Por último, fuerza es reconocer que el progreso moral es quebradizo y no puede darse por sentado. Por ejemplo, según el análisis estadístico llevado a cabo por el físico Lewis Fry Richardson, las guerras empiezan y acaban por azar, sin responder a patrones causales (pp. 283-284). ¿Quién podía vaticinar, tras la pacífica segunda mitad del siglo XIX, que estallarían en el siglo XX dos conflagraciones a escala mundial entre las grandes potencias europeas, con miles de millones de muertos a sus espaldas (pp. 314 y 402)? La contingencia es importante en la historia de la violencia. Pinker llega a afirmar, con un punto de provocativa exageración, que la persona más decisiva en el decurso del siglo XX tal vez sea Gavrilo Princip, un nacionalista serbio de diecinueve años que asesinó al archiduque austro-húngaro Francisco Fernando mientras cursaba una visita de Estado a Bosnia, precipitando con ello la Primera Guerra Mundial, sin la cual habrían quedado reducidas a la irrelevancia figuras como Lenin o Hitler, sin las cuales a su vez serían incomprensibles las hecatombes acaecidas en las décadas inmediatamente posteriores: los exterminios en masa de los comunistas, la Segunda Guerra Mundial y el Holocausto nazi (pp. 286-287).

No hay manera de descartar estadísticamente que matanzas de ese calibre, o peores, puedan repetirse.
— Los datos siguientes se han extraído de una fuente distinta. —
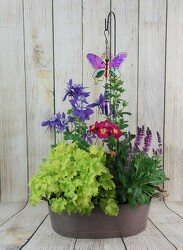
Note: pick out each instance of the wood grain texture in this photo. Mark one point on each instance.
(176, 206)
(151, 238)
(39, 78)
(67, 48)
(15, 232)
(170, 224)
(174, 101)
(13, 152)
(127, 40)
(100, 244)
(9, 209)
(46, 238)
(152, 24)
(94, 14)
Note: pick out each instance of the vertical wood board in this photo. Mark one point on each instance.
(126, 12)
(39, 78)
(67, 48)
(174, 101)
(94, 14)
(152, 28)
(13, 146)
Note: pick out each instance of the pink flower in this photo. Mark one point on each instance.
(116, 132)
(105, 129)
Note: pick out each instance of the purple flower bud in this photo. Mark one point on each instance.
(147, 141)
(106, 107)
(159, 150)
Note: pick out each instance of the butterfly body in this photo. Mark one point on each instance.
(107, 68)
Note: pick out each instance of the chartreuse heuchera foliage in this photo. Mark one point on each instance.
(76, 177)
(74, 180)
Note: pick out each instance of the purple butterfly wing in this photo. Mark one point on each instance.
(96, 62)
(117, 60)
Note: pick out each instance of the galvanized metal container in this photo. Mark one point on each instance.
(130, 221)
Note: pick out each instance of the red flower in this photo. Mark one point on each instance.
(102, 133)
(94, 128)
(116, 132)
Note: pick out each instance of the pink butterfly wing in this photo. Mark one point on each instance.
(117, 60)
(96, 62)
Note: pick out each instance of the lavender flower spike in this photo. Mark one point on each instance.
(159, 150)
(139, 137)
(147, 141)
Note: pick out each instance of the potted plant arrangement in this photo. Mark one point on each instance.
(100, 179)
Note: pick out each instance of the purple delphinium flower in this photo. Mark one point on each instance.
(139, 137)
(52, 122)
(75, 91)
(147, 141)
(130, 153)
(81, 109)
(58, 122)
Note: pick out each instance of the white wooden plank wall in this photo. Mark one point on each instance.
(13, 139)
(44, 43)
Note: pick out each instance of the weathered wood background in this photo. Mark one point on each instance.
(44, 43)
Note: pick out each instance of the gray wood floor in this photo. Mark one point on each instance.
(25, 227)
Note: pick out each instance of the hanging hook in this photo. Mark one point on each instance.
(107, 23)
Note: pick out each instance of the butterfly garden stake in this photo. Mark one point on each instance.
(108, 67)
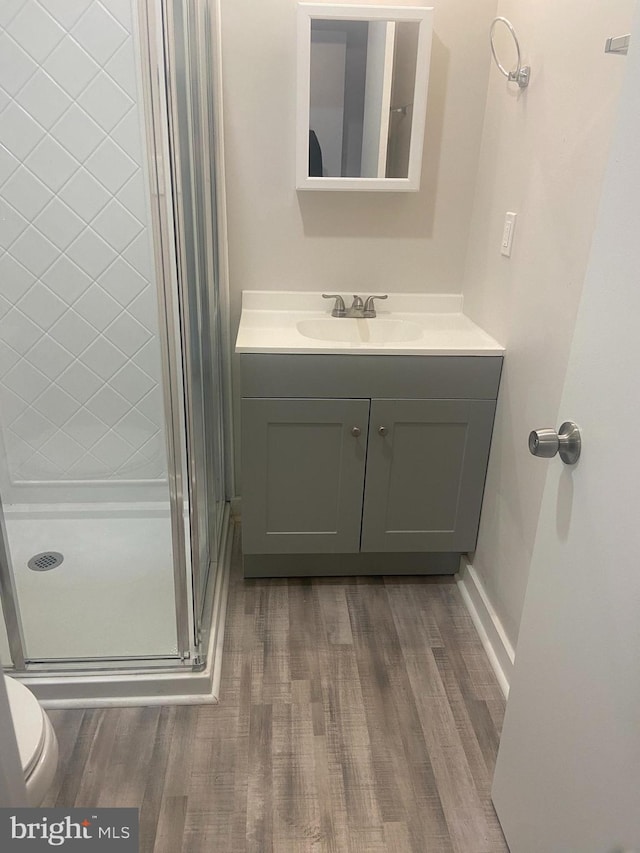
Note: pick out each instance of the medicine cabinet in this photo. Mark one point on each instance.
(362, 81)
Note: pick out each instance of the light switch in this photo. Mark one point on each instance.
(507, 234)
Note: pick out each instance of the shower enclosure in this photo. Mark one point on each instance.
(112, 336)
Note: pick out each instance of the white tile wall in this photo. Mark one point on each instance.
(79, 356)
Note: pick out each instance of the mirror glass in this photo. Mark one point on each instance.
(361, 97)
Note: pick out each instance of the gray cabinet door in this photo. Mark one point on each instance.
(425, 474)
(302, 475)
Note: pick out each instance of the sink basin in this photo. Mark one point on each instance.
(348, 330)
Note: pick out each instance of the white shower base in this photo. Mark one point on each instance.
(112, 597)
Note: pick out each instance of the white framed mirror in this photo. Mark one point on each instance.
(362, 79)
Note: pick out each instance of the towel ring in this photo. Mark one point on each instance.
(520, 74)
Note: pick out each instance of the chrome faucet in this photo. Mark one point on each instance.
(369, 307)
(358, 309)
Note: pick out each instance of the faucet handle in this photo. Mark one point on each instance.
(339, 309)
(369, 307)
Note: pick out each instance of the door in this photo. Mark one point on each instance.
(426, 468)
(568, 770)
(302, 475)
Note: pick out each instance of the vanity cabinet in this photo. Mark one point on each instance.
(348, 460)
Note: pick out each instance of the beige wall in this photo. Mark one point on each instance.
(346, 242)
(543, 155)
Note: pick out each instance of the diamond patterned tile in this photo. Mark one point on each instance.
(145, 306)
(80, 382)
(12, 408)
(89, 468)
(17, 449)
(104, 359)
(110, 165)
(5, 306)
(18, 132)
(116, 225)
(84, 195)
(72, 201)
(85, 428)
(71, 66)
(77, 133)
(132, 383)
(97, 307)
(34, 251)
(16, 280)
(38, 467)
(155, 448)
(42, 306)
(26, 193)
(112, 449)
(72, 332)
(16, 66)
(121, 11)
(35, 30)
(55, 404)
(99, 33)
(51, 163)
(8, 358)
(8, 163)
(62, 450)
(121, 68)
(66, 279)
(43, 99)
(49, 357)
(127, 334)
(33, 428)
(18, 331)
(127, 134)
(136, 429)
(26, 381)
(133, 196)
(123, 283)
(148, 358)
(137, 253)
(59, 224)
(152, 406)
(8, 10)
(108, 405)
(11, 224)
(91, 253)
(67, 12)
(105, 101)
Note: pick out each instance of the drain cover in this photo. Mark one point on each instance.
(45, 561)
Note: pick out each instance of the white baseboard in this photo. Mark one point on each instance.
(492, 635)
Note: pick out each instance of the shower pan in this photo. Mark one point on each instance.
(113, 343)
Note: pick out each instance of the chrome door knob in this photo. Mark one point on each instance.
(547, 442)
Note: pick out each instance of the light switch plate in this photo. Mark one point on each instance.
(507, 233)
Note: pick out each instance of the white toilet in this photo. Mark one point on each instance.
(37, 742)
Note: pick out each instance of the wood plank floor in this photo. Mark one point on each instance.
(355, 716)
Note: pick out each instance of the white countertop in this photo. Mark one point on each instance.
(433, 324)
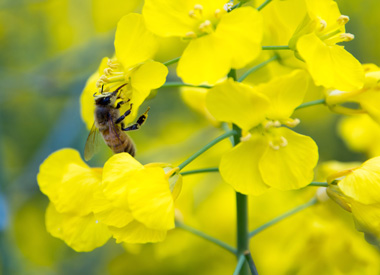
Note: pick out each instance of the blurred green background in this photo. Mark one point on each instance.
(48, 50)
Es absurdo pretenderlo y Pinker se cuida en todo momento de posar de futurólogo. Al contrario, admite sin rebozo que el futuro es impredecible y que, por más visos de no violencia que él advierta en los últimos tiempos, todo esto puede truncarse y tal vez por un acontecimiento en apariencia nimio (como el asesinato perpetrado por Gavrilo Princip). Pequeñas causas pueden tener efectos desproporcionados, y esto lo sabe el autor: «A veces –reconoce– me hago la siguiente pregunta: “¿Cómo sabes que mañana no habrá una guerra (un genocidio o una acción terrorista) que refute tu tesis?” Pero la pregunta no capta la idea del libro. La cuestión no es si hemos entrado en la era de Acuario, en la que hasta el último terrícola ha sido pacificado para siempre, sino comprender que se han producido considerables reducciones en los niveles de violencia, y que es importante entenderlas […]. Si las circunstancias cambian radicalmente, la violencia puede volver a aumentar» (pp. 478-479). Por decirlo en términos bursátiles, tiempos de paz pasados no garantizan tiempos de paz futuros.

Los cinco grandes remedios. 1: el Estado

El Estado ha sido el pacificador más sistemático de la convivencia humana (p. 885). La mala fama que precede al Estado responde a que es el que causa más muertes, en términos absolutos, a la población en que se asienta; pero, si tenemos en cuenta el tamaño de las poblaciones, y medimos la violencia estatal sobre el trasfondo de los contingentes humanos multitudinarios que administran los Estados, resulta que las sociedades con Estado son las más pacíficas en términos relativos. Dicho de otra forma: si tomamos al azar un individuo, éste tendrá más probabilidades de morir de forma violenta en una sociedad sin Estado que en otra dotada de él.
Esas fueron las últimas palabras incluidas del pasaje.